The suit claims Michael Gladstone and Liora Braun posted a review saying they found a bedbug on the third and final night of their April stay at the Carleton, but when they complained, the hotel did not take it seriously. Now they are facing claims of defamation, invasion of privacy, and tortious interference with business.Oakpark.com has the story.
A maintenance crew checked the room after the couple complained, but no problem was found, the lawsuit says. Michael Gladstone contacted the hotel manager to complain a second time, spurring the hotel to hire a pest control company. “Not a single bedbug, dead or alive, was observed,” according to the inspection report attached to the lawsuit.
From NAA’s excellent APTly Spoken blog comes this interesting post about the potential use of “daily deal” sites (think Groupon) by apartment communities. Here’s an excerpt:
As Paul Bergeron reported in the article, “Crowds Flock to Online Deals!” in the June issue of units, the concept excited attendees at the 2011 AIM Conference in May who were looking for new and creative ways to attract prospective residents and gain market advantage. Attendees who may have purchased discounted kitty litter on a whim the week prior.
Greg Mazanec, LivingSocial Senior Director, Inside Sales, suggested that apartment owners or their communities consider sponsoring deals, such as attaching the phrase, “Brought to you by Rolling Hills Apartments” to a social commerce offer of $40 worth of dining at a nearby restaurant.
Apartment owners or communities also could try to provide a sense of value for renting at their community by making a deal exclusive only to their current, new or prospective residents, Mazanec said. Perhaps an offer to pay $50 for $100 worth of sclerotherapy will be included in my next resident e-newsletter.
The Pew Research Center released a study called “Social Networking Sites and Our Lives.” You can read the full thing here if you have a few hours of spare time, or you can read this short article that conveniently provides the highlights. Here’s an interesting paragraph from the article:
It’s not surprising that more social network users are on Facebook — 92 percent — but some of the stats for other services are surprising. For example, there are more social networkers on LinkedIn than Twitter, 18 percent and 13 percent, respectively. But Twitter users, like Facebookers, are more engaged, with 52 percent and 33 percent, respectively, using the services daily. By comparison, only 6 percent of LinkedIn users go there daily. The finding is interesting for the timing.
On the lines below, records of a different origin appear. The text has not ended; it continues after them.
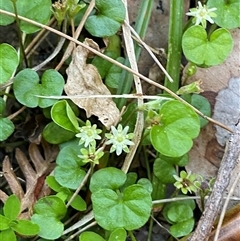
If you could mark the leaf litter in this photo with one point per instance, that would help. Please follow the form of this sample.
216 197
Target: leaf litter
84 79
34 171
222 88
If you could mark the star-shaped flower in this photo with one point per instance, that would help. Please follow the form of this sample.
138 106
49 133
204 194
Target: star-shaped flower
202 14
88 134
119 139
186 182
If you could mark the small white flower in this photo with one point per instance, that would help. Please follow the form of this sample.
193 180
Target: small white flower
88 134
202 14
119 139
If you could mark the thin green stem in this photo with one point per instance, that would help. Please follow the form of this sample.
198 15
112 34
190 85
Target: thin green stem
141 26
150 229
174 44
131 236
19 33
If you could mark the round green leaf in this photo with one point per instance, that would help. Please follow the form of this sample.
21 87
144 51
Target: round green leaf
63 115
2 105
50 206
203 51
4 222
12 207
60 135
26 86
179 125
90 236
108 20
8 234
118 234
179 212
50 227
164 171
129 210
107 178
4 19
182 228
7 128
26 227
9 62
68 172
78 203
227 13
145 183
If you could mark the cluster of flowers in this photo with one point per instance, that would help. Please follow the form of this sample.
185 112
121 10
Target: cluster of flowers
119 138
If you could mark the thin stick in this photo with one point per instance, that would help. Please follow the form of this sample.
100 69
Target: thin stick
224 209
213 204
117 64
70 47
139 126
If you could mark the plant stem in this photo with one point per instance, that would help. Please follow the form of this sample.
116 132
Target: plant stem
141 28
19 33
174 44
131 236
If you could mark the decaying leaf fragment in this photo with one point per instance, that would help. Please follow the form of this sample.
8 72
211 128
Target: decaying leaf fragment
84 79
34 175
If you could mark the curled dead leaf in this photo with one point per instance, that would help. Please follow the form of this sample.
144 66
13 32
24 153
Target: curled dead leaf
84 79
34 176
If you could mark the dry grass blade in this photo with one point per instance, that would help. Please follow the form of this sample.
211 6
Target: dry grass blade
213 204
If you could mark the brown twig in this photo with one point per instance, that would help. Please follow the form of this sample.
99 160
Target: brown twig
213 204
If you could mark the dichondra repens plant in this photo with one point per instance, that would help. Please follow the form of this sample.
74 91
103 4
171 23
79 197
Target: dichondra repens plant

LinkedIn had a huge public offering last month, while Facebook is preparing its IPO. Pew described Facebook as the “nearly universal social networking site,” while “MySpace and LinkedIn are occasional destinations.”
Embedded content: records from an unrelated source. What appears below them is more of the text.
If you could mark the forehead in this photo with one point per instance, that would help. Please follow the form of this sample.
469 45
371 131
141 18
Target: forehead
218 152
From the June 15, 2011 Wall Street Journal:
Equity Residential, the country’s largest residential real-estate investment trust, hopes its latest perk for its apartment tenants will drive traffic to its doors.
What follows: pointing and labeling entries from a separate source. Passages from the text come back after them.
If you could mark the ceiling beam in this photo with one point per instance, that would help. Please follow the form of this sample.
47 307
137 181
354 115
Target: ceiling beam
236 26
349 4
The company struck a deal with Zipcar Inc. to add car-rental services to more of its apartment communities in New York, Boston, Washington, D.C., and Seattle.
By the end of the summer, more than 100 Zipcars are slated to be parked in Equity Residential communities, giving more than 17,000 residents access to the vehicles, the company says. A small number of the company’s properties already had arrangements with Zipcar, but the program is being expanded and formalized.
Tenants receive discounts on Zipcar’s membership fees and on hourly rates. Neighbors of Equity Residential apartment complexes can also rent the cars.
The Triad apartment market IS improving, according this article published by the Business Journal in late April…and it’s about time!